North Suburban YMCA among chamber award winners
Updated: January 20, 2013 12:23PM
NORTHBROOK — The Northbrook Chamber of Commerce and Industry has chosen recipients for its Seventh Annual Business Awards.
The Volunteer of the Year, selected for consistently helping the Chamber achieve its goals, is Trudy Welker, who died last November and whose family will receive the award on her behalf.
Corporate Citizen of the Year, recognized for promoting a spirit of giving and community involvement, is the Renaissance Chicago North Shore Hotel.
And the Small Business of the Year, honored for excellent business practices, is the North Suburban YMCA.
The businesses will be formally honored at the Annual Meeting and Dinner Wednesday, Feb. 27, at the Renaissance Hotel.
The two business award winners will receive plaques and a $500 donation to be given to the charity of their choice.

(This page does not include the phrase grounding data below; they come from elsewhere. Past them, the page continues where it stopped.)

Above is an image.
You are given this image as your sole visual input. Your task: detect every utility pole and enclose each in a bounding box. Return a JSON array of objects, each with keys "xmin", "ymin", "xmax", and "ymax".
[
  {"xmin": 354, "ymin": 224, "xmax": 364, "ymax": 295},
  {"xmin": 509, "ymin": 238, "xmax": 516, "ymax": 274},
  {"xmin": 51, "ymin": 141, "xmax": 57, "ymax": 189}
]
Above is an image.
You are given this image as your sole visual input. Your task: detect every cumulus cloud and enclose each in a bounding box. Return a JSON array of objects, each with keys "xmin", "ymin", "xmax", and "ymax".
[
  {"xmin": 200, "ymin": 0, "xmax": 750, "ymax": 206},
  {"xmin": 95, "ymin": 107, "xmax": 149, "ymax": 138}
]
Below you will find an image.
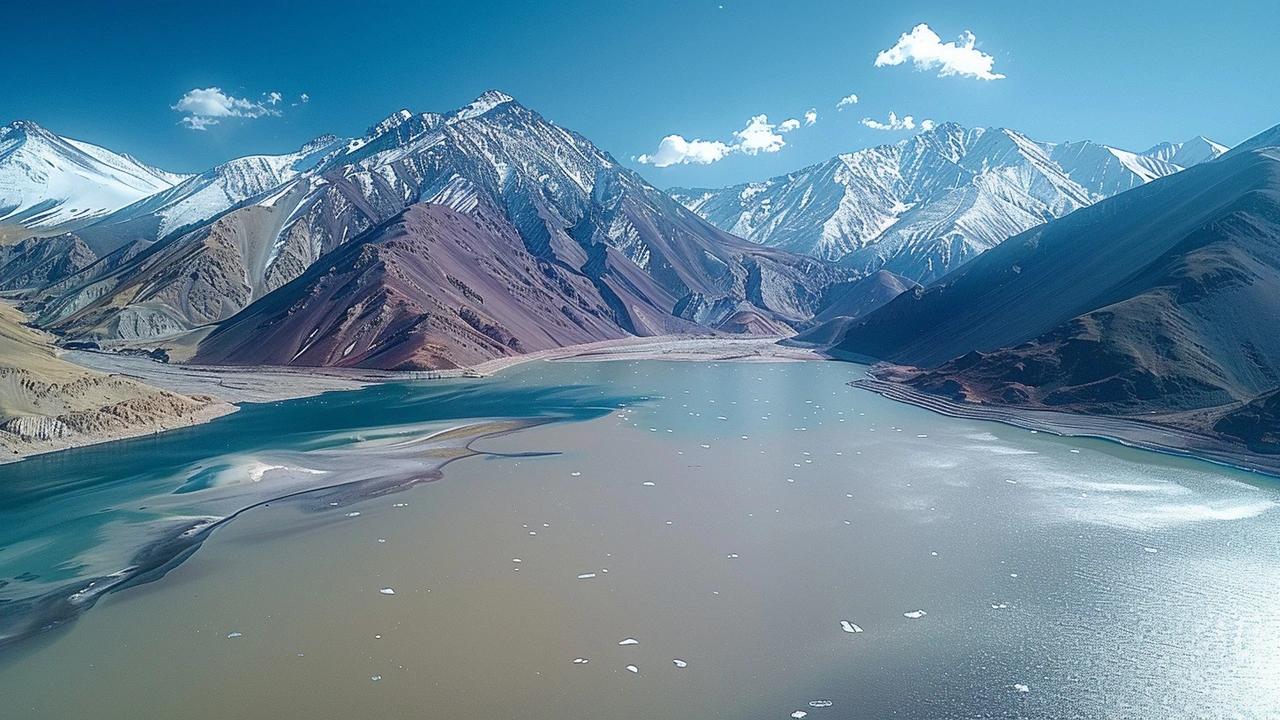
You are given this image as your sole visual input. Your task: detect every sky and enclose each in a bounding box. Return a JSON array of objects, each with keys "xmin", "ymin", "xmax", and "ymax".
[{"xmin": 3, "ymin": 0, "xmax": 1278, "ymax": 189}]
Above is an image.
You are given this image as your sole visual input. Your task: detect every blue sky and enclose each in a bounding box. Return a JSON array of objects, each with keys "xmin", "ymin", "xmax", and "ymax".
[{"xmin": 4, "ymin": 0, "xmax": 1278, "ymax": 188}]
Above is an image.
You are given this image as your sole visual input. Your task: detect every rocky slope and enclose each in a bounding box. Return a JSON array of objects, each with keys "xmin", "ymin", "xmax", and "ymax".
[
  {"xmin": 9, "ymin": 92, "xmax": 849, "ymax": 360},
  {"xmin": 833, "ymin": 129, "xmax": 1280, "ymax": 445},
  {"xmin": 0, "ymin": 302, "xmax": 231, "ymax": 460},
  {"xmin": 672, "ymin": 124, "xmax": 1226, "ymax": 282},
  {"xmin": 194, "ymin": 201, "xmax": 642, "ymax": 369}
]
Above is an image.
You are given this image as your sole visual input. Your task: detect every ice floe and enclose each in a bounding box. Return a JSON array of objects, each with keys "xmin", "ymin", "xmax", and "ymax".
[
  {"xmin": 618, "ymin": 638, "xmax": 639, "ymax": 646},
  {"xmin": 625, "ymin": 664, "xmax": 639, "ymax": 673},
  {"xmin": 1014, "ymin": 683, "xmax": 1029, "ymax": 693},
  {"xmin": 673, "ymin": 659, "xmax": 688, "ymax": 668},
  {"xmin": 379, "ymin": 588, "xmax": 396, "ymax": 595},
  {"xmin": 577, "ymin": 573, "xmax": 597, "ymax": 579},
  {"xmin": 573, "ymin": 658, "xmax": 589, "ymax": 664},
  {"xmin": 903, "ymin": 610, "xmax": 927, "ymax": 619},
  {"xmin": 840, "ymin": 621, "xmax": 863, "ymax": 634},
  {"xmin": 809, "ymin": 700, "xmax": 833, "ymax": 708},
  {"xmin": 791, "ymin": 712, "xmax": 808, "ymax": 719},
  {"xmin": 227, "ymin": 632, "xmax": 242, "ymax": 638}
]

The volunteer award winner’s family will receives a $200 honorarium.
Whether hanging posters for the Chamber’s annual golf outing, coaxing golfers out of a few dollars for raffle tickets, or tracking down donations to support the Chamber’s Auction and Taste, Welker will be remembered as one of the Chamber’s most likable and dependable volunteers.
“Every time the Chamber needed her, she was happy to do the task at hand, and did it cheerfully,” said Lise Schleicher, a fellow Chamber volunteer.

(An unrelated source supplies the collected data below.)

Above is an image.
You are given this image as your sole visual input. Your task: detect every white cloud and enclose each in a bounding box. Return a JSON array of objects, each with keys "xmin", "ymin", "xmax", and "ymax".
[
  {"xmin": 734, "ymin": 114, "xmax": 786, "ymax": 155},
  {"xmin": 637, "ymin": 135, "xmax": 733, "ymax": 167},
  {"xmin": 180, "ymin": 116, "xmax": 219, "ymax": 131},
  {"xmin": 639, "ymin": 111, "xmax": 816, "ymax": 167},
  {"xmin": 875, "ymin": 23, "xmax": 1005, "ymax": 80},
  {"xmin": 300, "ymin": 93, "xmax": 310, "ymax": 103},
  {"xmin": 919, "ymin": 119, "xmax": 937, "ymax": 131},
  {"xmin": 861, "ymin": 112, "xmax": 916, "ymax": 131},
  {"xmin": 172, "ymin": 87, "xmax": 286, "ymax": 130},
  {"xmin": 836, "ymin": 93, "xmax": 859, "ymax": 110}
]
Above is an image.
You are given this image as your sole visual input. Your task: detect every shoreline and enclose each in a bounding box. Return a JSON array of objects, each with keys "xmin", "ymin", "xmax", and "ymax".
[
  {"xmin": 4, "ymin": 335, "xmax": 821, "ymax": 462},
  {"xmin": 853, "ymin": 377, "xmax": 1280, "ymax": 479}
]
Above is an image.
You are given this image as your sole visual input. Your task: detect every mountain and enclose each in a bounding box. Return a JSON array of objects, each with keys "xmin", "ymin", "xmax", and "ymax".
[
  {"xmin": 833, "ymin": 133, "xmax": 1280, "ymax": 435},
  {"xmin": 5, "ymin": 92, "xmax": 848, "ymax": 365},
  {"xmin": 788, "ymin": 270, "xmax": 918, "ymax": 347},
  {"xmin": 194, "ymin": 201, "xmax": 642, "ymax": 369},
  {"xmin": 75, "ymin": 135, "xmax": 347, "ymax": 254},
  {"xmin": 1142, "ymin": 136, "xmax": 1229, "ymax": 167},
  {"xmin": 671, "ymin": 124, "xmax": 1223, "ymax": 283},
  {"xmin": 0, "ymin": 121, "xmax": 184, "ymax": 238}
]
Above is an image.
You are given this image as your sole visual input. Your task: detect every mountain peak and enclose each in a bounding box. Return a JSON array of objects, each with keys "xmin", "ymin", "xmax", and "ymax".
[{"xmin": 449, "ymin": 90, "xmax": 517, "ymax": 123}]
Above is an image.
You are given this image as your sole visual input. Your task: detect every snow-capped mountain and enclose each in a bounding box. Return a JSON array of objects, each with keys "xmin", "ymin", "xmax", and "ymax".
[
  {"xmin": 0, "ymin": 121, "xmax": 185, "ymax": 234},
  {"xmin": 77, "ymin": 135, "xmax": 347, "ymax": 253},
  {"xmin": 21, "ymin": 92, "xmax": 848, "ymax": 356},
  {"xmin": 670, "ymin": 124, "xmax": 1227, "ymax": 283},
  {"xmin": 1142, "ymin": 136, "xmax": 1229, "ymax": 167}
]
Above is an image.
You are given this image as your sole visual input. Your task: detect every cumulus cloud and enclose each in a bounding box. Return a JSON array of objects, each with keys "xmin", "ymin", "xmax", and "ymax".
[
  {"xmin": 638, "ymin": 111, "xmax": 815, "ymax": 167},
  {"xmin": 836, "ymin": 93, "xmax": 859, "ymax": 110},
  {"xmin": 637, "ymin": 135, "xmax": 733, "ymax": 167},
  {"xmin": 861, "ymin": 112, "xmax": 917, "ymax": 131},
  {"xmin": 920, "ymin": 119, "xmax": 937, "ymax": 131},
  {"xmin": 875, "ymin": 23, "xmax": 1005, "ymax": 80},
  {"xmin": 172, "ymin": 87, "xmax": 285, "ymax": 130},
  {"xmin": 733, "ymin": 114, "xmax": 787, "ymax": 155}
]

Jeanine Rippel, for many years the Chair of the Chamber’s Auction and Taste volunteer committee, also noted that working with Trudy was always a pleasure.

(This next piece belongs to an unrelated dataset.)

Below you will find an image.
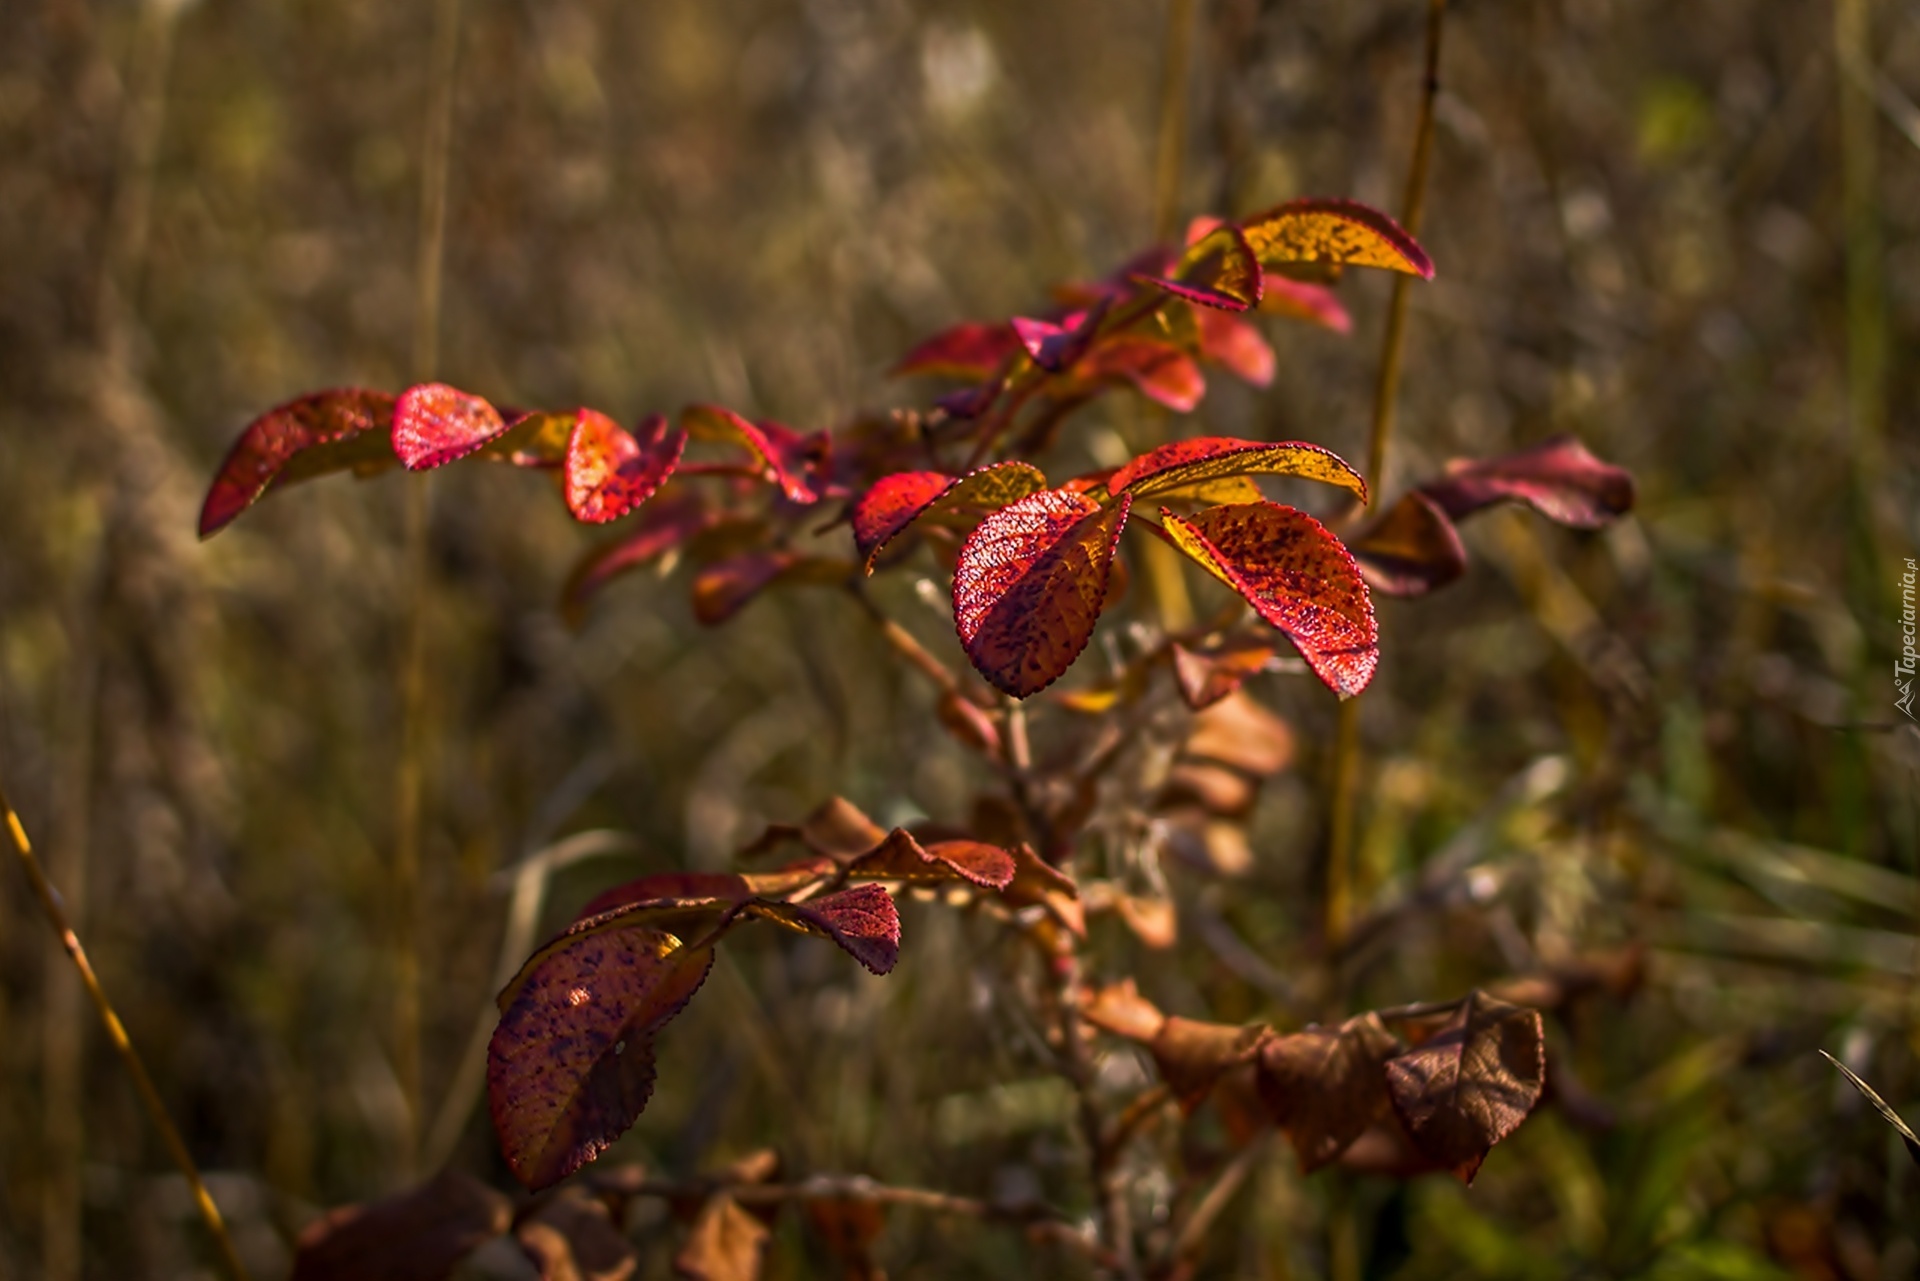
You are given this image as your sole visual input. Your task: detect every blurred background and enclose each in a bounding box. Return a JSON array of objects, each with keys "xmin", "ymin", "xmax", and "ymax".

“With so many tasks to manage, I appreciated how reliable and dependable Trudy was and how dedicated she was to the Chamber’s goals,” she added.
Trudy’s legacy of helping others dates back to her days as an office assistant at Glenbrook North High School.
Beginning in 1975, she worked in the foreign language department, and later the dean’s office.
Her son, Don Pollack, recalled that she enjoyed interacting with everyone and was a generous humanitarian for several generations of high school students.
“She often reached out to students that others would label as ‘problem kids,’” he added.
As she was winding down her 23-year career at the high school, Trudy launched her aromatherapy career and became a certified aromatherapist.
Trudy is survived by six children and their families who will donate her $200 gift to the Northbrook Public Library.
While the Renaissance, Northbrook’s largest hotel, serves an international clientele, it regularly demonstrates compassion for the surrounding community, which is why it will receive the Corporate Citizen of the Year Award.
Whether it’s something as simple as donating space to a local chess club, or hosting a day-long event to pack thousands of meals for area needy families, the Renaissance has a consistent track record of giving back.
Hundreds of area organizations and businesses approach the Renaissance every year seeking donations for their charitable causes and fund-raising events.
During the past three years, General Manager Rik Blyth reported that the Renaissance has steadily increased its support for area organizations.
Since 2010, the Renaissance has made more than 600 donations in the form of overnight stays and hotel packages valued at more than $21,000.
“We are happy to support these causes and try to help whenever we can,” Blyth said.
Chamber board member Steven Lewis, who also served on the nominating committee to select the award winners, noted that the Renaissance always goes above and beyond the call of duty to support Chamber events and the community.
“People probably don’t realize it, but without the help of the Renaissance, executing something as massive as the Meal Packing event or the Chamber’s Auction and Taste would be extremely difficult,” he added.
“Having the event at the Renaissance made it possible for 260 volunteers to package more than 42,000 meals for area food pantries. This kind of generosity is meaningful and helps to make our events fun for everyone.”
And the North Suburban YMCA won the Small Business of the Year Award, because it has made a total turn-around since 2006, when it faced its own fiscal cliff.
Confronted by crippling debt, membership at an all-time low, deteriorating infrastructure and with the threat of losing its charter from the National Y-USA, the situation could not have been more bleak.
But Executive Director Howard Schultz launched a “Save the Y” campaign.
“We were committed to making our Y a community center that would provide vital services, open to everyone, ” Schultz said.
Soon, membership and participation began to turn around. Momentum built quickly and steadily, enabling the Y to completely discharge its $2.3 million of debt by March 2008 and reassure the Y USA of its viability.
A capital campaign continued, raising a total of $5.8 million to date, providing funds to remake the facility into an attractive, welcoming location and replace much of its aging mechanical systems.
The Y also has experienced a 31 percent overall growth in membership, from a little more than 1,550 dues-paying-member households (not including scholarships) in November 2009 to 2,030 member households in December of 2012.
Young adult memberships (ages 18 - 30) are now three times what they were just two years ago, growing from around 70 in January of 2011 to a little more than 210 by the end of 2012.
Family memberships also have increased 36 percent, growing from 673 in November of 2009 to 884 by the end of 2012.
“We always believed that if we could show the public the potential for a rejuvenated Y, we could achieve extraordinary things here,” said Matthew Brennan, president of the Y’s board.